Screen is a great tool, I use it regularly myself. ShellShadow is not a replacement for screen and screen's "collaboration" features are secondary to the tool's original purpose.
There are problems with using screen for collaboration...
...how does the "other person" access the screen? You have to give them a id and password to the server, right? and if you are doing SSH auth properly, you shouldn't allow password access, you should be using keys.
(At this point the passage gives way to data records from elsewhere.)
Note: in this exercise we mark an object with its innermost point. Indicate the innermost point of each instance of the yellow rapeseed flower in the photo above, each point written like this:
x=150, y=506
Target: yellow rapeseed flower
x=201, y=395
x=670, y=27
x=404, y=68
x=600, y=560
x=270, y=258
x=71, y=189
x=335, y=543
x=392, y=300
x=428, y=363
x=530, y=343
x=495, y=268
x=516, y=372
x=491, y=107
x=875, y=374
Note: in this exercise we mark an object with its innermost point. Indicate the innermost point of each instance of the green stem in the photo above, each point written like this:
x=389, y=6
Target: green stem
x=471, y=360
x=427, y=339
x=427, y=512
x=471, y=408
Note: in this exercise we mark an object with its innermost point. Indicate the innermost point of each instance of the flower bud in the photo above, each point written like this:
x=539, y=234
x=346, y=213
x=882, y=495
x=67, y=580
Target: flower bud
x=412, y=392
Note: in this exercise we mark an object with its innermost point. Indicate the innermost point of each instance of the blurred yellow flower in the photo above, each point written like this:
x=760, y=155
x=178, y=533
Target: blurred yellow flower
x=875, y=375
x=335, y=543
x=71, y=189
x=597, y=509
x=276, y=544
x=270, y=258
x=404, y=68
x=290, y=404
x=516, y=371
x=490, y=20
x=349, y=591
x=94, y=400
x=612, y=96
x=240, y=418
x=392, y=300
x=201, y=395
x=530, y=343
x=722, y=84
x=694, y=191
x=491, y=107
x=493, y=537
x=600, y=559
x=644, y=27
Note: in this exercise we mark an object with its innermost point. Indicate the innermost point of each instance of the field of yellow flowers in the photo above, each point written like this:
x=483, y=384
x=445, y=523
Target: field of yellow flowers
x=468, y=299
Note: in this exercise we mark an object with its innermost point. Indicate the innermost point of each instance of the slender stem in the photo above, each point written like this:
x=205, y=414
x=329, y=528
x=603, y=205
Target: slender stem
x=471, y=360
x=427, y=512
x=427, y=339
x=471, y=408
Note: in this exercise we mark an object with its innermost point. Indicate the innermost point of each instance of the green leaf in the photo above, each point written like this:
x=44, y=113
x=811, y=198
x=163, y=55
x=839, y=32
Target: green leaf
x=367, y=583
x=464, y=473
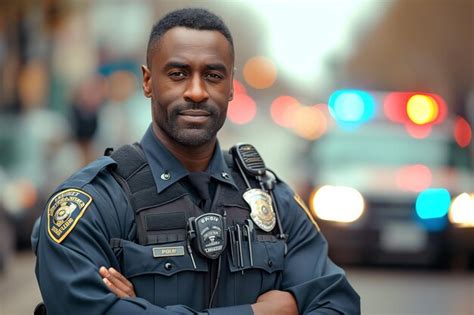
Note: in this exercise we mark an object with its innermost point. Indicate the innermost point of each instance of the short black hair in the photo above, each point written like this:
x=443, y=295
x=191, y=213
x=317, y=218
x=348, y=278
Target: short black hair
x=192, y=18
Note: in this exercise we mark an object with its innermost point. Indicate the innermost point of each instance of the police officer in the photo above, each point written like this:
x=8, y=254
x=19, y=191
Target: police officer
x=174, y=225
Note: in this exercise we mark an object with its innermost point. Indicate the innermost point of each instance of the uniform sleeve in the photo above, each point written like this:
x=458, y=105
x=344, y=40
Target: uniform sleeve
x=68, y=271
x=318, y=285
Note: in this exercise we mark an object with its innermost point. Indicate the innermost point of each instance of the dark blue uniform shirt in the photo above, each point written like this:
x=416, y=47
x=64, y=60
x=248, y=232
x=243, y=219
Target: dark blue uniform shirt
x=91, y=209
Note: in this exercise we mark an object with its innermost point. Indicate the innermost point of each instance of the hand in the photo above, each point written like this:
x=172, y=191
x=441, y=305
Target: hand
x=117, y=283
x=275, y=303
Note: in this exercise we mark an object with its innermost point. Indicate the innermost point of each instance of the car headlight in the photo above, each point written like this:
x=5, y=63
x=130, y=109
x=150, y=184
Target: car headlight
x=337, y=203
x=462, y=210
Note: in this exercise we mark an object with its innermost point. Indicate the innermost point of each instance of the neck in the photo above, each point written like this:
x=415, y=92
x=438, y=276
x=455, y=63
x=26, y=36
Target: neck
x=194, y=158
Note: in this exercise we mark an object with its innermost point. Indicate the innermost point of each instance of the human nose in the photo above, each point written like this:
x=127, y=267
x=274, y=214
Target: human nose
x=196, y=90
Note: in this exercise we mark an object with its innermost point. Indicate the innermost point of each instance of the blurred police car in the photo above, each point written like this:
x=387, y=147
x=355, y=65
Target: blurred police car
x=392, y=180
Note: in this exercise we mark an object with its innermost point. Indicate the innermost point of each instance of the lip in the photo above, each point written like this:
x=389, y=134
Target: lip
x=194, y=116
x=194, y=112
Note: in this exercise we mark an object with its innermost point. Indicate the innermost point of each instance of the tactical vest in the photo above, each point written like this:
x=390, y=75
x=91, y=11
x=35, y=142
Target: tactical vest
x=162, y=218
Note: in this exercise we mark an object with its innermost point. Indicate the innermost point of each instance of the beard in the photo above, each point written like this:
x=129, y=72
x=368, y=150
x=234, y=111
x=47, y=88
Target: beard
x=191, y=134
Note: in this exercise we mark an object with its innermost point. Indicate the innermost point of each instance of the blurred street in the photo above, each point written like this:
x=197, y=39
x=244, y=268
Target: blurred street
x=382, y=292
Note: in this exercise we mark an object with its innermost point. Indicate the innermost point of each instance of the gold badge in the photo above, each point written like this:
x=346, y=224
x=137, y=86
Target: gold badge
x=64, y=211
x=261, y=207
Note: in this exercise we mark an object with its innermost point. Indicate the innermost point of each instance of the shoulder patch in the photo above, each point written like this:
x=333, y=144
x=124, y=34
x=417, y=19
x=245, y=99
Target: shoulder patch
x=303, y=206
x=64, y=211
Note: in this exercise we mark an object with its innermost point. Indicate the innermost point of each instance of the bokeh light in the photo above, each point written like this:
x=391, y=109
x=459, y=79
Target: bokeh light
x=422, y=109
x=282, y=110
x=242, y=109
x=260, y=72
x=351, y=107
x=337, y=203
x=309, y=122
x=462, y=132
x=462, y=210
x=239, y=88
x=414, y=177
x=433, y=203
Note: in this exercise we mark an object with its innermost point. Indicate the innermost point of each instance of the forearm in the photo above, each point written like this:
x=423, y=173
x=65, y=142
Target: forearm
x=141, y=306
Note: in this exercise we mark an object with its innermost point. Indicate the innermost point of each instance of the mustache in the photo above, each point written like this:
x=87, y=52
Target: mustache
x=213, y=110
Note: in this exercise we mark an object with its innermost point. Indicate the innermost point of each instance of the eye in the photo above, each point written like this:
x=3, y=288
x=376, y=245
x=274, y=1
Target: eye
x=177, y=75
x=214, y=77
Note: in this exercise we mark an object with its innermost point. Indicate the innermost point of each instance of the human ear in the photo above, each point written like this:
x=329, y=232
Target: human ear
x=146, y=81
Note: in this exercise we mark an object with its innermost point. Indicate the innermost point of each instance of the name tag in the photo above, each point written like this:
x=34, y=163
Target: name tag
x=168, y=251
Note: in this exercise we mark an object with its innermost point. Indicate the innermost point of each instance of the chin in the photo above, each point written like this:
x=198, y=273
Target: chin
x=194, y=137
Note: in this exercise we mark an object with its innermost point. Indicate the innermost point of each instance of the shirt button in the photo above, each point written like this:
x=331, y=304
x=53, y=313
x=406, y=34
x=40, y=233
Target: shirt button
x=165, y=176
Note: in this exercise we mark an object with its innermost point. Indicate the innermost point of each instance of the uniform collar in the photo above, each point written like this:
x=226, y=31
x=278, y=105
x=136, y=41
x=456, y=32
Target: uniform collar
x=167, y=169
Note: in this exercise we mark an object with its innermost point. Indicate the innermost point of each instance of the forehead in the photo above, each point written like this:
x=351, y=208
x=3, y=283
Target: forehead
x=193, y=46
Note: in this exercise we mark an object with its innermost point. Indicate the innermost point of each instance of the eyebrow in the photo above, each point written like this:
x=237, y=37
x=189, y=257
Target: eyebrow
x=182, y=65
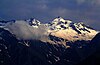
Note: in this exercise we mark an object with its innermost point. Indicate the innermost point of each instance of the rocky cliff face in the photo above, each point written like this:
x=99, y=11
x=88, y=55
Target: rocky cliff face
x=61, y=42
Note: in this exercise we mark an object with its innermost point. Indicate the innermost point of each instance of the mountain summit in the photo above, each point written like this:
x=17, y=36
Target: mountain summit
x=60, y=42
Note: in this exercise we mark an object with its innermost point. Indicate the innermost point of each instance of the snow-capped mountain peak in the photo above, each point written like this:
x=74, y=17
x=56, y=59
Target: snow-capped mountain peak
x=33, y=22
x=66, y=29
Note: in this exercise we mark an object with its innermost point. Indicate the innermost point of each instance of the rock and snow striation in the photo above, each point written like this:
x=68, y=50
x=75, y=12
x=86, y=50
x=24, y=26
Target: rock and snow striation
x=65, y=29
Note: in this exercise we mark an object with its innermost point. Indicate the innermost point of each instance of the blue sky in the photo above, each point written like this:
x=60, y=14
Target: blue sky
x=87, y=11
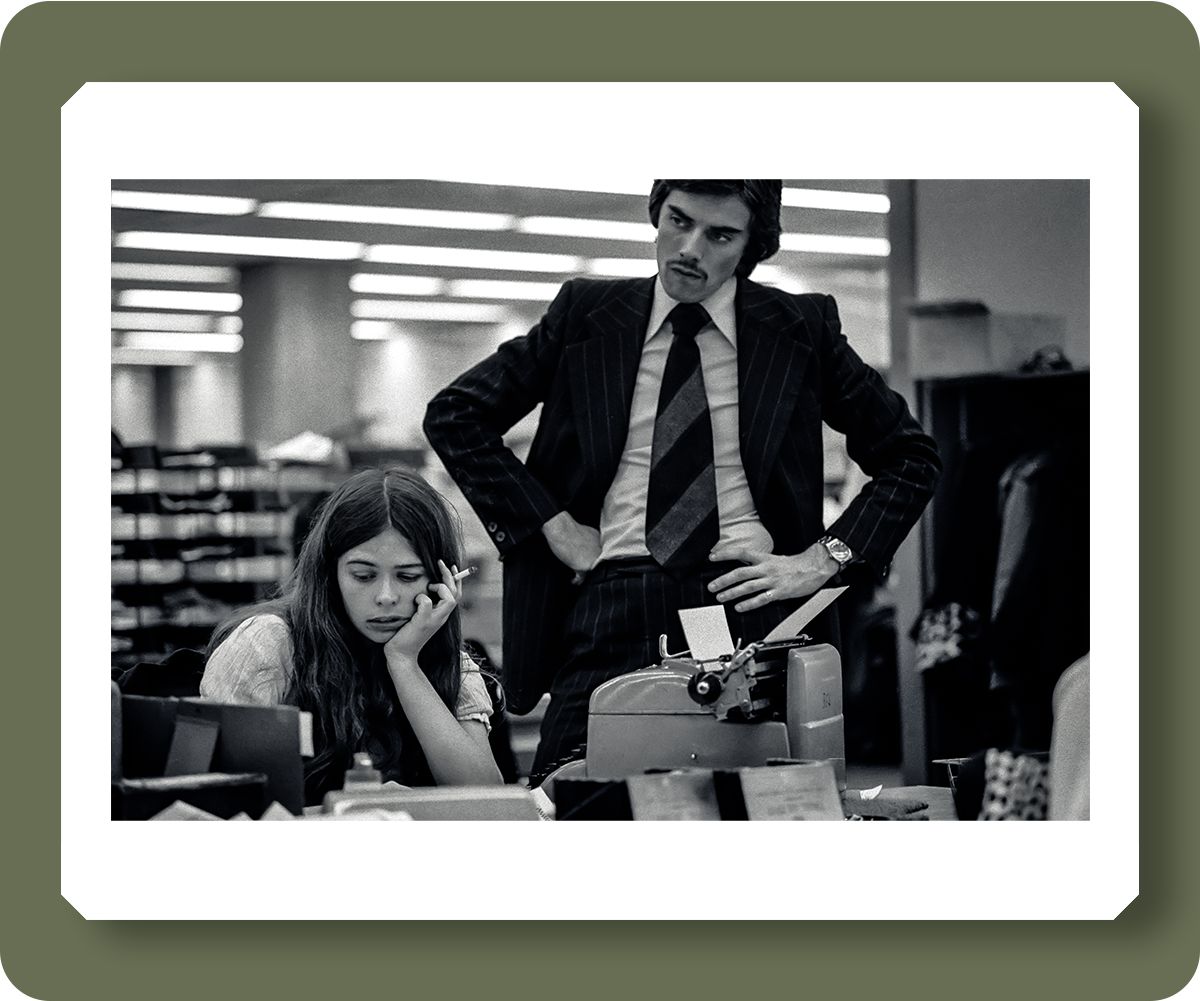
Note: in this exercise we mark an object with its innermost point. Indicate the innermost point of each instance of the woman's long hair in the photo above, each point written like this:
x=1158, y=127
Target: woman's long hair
x=339, y=675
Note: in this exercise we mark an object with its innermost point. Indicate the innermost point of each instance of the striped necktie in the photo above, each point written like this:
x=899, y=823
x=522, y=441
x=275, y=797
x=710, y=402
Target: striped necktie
x=682, y=523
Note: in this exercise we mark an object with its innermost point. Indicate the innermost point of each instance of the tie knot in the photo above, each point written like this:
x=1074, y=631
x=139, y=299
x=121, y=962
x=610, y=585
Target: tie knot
x=688, y=319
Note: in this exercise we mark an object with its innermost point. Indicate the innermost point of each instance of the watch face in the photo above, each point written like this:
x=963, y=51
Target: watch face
x=838, y=550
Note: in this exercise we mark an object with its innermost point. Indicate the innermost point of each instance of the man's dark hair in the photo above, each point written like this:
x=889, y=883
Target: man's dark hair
x=762, y=198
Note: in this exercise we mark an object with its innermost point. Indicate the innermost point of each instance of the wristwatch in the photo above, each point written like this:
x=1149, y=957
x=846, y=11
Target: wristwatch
x=838, y=550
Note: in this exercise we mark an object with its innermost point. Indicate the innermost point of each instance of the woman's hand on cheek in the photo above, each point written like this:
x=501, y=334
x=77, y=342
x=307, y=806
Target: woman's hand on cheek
x=431, y=613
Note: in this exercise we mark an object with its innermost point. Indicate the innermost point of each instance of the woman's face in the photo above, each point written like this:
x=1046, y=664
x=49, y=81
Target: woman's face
x=379, y=581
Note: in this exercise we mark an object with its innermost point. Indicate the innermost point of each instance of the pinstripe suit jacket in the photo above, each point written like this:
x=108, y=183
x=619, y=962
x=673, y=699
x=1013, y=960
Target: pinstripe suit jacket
x=795, y=371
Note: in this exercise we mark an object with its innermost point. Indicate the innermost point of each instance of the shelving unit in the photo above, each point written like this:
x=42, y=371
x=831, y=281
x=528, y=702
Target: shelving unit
x=191, y=544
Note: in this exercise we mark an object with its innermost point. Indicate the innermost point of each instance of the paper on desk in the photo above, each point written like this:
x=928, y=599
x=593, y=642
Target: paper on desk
x=804, y=615
x=707, y=631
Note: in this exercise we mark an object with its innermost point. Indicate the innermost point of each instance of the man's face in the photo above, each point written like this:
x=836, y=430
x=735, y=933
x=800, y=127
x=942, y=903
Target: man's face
x=700, y=243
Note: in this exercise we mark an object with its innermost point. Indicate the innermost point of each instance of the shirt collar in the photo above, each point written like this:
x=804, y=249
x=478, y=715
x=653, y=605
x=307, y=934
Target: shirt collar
x=719, y=305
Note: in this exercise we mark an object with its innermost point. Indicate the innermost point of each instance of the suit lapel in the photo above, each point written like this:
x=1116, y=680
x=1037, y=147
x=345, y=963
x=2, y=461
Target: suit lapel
x=603, y=371
x=771, y=363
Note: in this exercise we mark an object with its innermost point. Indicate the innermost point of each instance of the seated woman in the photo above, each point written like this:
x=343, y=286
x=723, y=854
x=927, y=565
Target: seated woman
x=366, y=637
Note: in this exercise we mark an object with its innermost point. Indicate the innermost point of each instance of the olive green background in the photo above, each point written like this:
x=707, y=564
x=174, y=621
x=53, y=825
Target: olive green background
x=48, y=51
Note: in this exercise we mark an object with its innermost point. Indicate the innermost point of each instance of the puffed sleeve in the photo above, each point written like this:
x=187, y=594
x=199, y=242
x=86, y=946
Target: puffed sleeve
x=252, y=666
x=474, y=702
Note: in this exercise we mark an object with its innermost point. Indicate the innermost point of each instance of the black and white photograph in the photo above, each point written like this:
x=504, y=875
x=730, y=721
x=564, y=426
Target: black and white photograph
x=462, y=475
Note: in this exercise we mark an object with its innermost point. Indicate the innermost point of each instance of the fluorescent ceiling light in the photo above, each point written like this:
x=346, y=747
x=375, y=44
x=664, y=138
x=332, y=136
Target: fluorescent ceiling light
x=775, y=276
x=123, y=321
x=157, y=340
x=160, y=359
x=396, y=285
x=462, y=257
x=485, y=288
x=822, y=243
x=591, y=228
x=247, y=246
x=385, y=215
x=622, y=267
x=171, y=202
x=177, y=299
x=408, y=309
x=841, y=201
x=609, y=186
x=373, y=329
x=187, y=274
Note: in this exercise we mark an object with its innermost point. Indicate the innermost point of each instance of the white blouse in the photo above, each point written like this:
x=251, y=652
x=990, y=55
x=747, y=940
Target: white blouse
x=253, y=665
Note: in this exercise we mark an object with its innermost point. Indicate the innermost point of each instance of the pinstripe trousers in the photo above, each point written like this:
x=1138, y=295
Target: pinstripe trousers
x=613, y=628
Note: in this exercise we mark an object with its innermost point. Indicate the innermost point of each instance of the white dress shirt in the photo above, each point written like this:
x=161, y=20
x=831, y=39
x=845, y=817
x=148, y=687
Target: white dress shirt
x=623, y=517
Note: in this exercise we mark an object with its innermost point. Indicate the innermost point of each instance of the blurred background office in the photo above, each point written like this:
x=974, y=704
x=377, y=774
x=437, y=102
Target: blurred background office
x=270, y=335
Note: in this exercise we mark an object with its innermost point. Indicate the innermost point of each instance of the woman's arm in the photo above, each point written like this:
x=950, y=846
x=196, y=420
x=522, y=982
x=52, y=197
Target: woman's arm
x=457, y=751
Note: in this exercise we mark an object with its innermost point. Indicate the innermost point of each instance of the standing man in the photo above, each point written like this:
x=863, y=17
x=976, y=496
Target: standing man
x=678, y=456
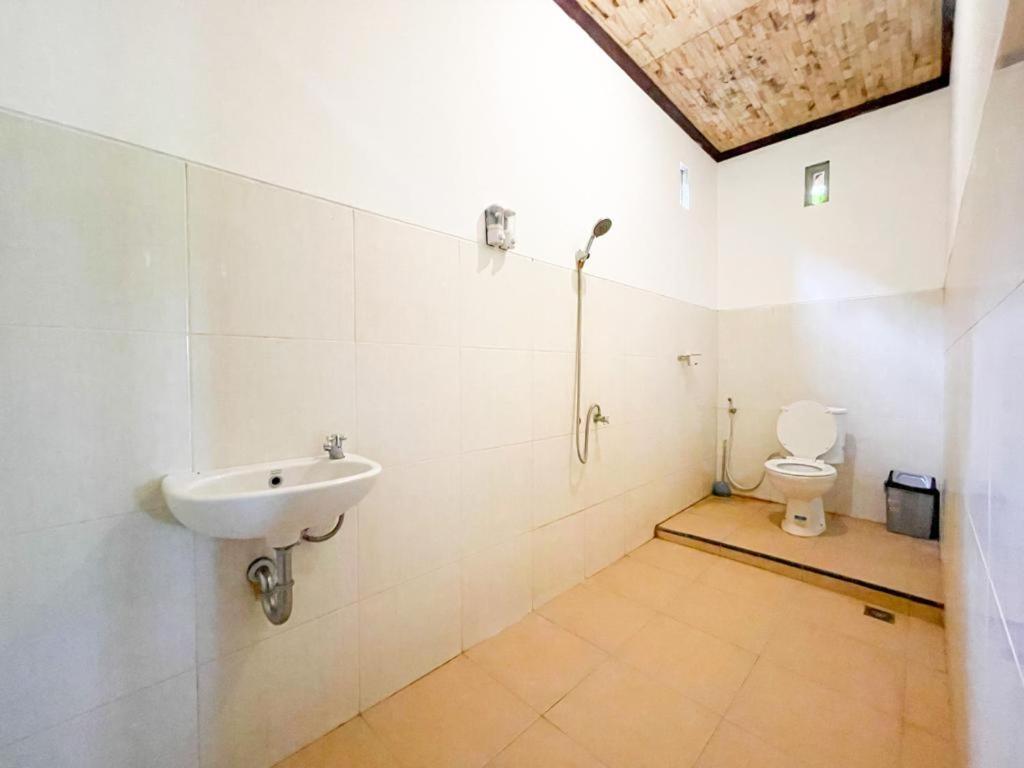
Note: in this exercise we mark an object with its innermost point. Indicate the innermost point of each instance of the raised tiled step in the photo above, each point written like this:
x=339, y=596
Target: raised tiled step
x=853, y=557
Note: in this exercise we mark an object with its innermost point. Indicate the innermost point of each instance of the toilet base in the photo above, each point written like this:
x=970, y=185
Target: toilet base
x=804, y=517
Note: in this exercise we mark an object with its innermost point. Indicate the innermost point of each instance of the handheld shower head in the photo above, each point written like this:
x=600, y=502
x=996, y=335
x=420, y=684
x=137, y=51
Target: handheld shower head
x=600, y=229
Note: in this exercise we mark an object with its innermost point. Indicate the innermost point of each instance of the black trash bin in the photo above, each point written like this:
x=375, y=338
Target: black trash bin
x=912, y=505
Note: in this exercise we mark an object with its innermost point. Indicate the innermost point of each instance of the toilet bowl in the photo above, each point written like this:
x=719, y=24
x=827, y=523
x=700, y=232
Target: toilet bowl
x=807, y=430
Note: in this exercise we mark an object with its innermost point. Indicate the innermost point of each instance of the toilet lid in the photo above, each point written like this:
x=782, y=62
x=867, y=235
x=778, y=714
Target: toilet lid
x=806, y=429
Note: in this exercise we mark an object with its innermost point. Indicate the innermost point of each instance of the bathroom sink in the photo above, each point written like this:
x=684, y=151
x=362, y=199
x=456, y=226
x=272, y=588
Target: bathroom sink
x=275, y=501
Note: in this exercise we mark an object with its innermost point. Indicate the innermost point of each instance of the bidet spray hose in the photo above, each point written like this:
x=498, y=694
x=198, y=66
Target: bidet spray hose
x=727, y=457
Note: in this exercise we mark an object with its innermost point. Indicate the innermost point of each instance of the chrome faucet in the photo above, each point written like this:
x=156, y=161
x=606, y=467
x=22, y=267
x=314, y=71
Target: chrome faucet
x=333, y=445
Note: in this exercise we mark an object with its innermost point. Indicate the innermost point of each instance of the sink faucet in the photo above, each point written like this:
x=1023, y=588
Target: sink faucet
x=333, y=445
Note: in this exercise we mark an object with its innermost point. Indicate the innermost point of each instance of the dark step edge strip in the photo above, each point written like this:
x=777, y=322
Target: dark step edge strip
x=813, y=569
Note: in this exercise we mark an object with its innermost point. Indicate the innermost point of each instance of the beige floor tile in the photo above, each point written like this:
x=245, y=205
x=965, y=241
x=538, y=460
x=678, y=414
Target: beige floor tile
x=731, y=747
x=812, y=722
x=714, y=528
x=637, y=581
x=537, y=659
x=627, y=720
x=844, y=664
x=701, y=667
x=846, y=615
x=543, y=745
x=456, y=717
x=740, y=620
x=857, y=592
x=351, y=745
x=922, y=750
x=928, y=700
x=709, y=548
x=743, y=511
x=747, y=581
x=765, y=536
x=926, y=644
x=685, y=561
x=599, y=616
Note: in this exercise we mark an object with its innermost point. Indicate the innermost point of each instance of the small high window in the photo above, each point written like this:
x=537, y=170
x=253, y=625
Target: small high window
x=684, y=186
x=816, y=184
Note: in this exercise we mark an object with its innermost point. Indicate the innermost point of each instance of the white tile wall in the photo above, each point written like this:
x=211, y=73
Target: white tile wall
x=880, y=357
x=264, y=261
x=410, y=524
x=408, y=631
x=93, y=231
x=497, y=589
x=156, y=727
x=170, y=317
x=408, y=401
x=94, y=611
x=407, y=284
x=258, y=706
x=496, y=496
x=558, y=557
x=91, y=420
x=497, y=388
x=258, y=399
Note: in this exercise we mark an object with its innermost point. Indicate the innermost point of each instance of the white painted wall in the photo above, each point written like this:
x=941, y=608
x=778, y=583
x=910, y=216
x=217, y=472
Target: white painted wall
x=978, y=27
x=423, y=112
x=984, y=508
x=882, y=232
x=880, y=357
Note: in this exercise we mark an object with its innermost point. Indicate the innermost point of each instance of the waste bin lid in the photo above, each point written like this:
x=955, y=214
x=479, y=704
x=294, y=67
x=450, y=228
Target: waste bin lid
x=911, y=479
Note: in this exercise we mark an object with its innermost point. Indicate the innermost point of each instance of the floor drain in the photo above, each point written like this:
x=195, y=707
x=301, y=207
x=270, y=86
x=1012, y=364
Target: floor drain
x=882, y=615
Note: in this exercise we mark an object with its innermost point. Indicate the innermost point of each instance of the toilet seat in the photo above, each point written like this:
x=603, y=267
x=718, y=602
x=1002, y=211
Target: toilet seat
x=795, y=466
x=806, y=429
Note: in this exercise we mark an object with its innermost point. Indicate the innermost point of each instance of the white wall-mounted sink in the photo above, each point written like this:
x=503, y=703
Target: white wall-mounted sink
x=274, y=501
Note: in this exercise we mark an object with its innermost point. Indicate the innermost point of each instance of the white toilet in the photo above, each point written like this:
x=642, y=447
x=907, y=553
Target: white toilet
x=810, y=432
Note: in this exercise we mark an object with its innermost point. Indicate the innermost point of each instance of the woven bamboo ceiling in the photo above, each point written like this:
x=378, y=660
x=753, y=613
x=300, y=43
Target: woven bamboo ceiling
x=739, y=74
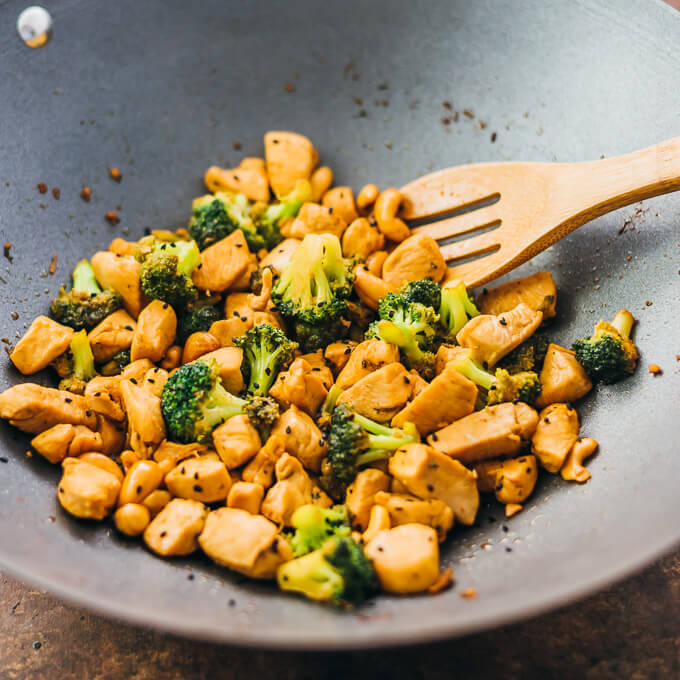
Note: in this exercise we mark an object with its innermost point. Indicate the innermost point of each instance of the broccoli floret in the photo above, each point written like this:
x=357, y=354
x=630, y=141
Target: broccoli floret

So you have to set up a public/private key pair for a temporary support technician if your server is secured properly, right? Ok, now they can login without you, right? How do you control this second user's interaction? How do you audit what the support tech did and differentiate that I/O from what you did?
ok, lets assume you actually want to do the above. Now, is this server accessible from where the support person is? If your server is inside a corporate firewall, it isn't, right? If you have SSHd locked down well, it shouldn't allows access from unknown IP addresses, so they won't be able to get into your shared "screen".
I could go on. The bottom line is "screen" works fine for sharing your terminal session if both users have login access to the server and the shared interaction is highly trusted, informal, and you have the time/skills to administer this solution.
ShellShadow works with zero mods to the server and you do not have to give login credentials to the support tech. With ShellShadow, we relay/collaborate from the terminal "client". The terminal "service" (SSH, telnet, etc) is unaware of the interaction.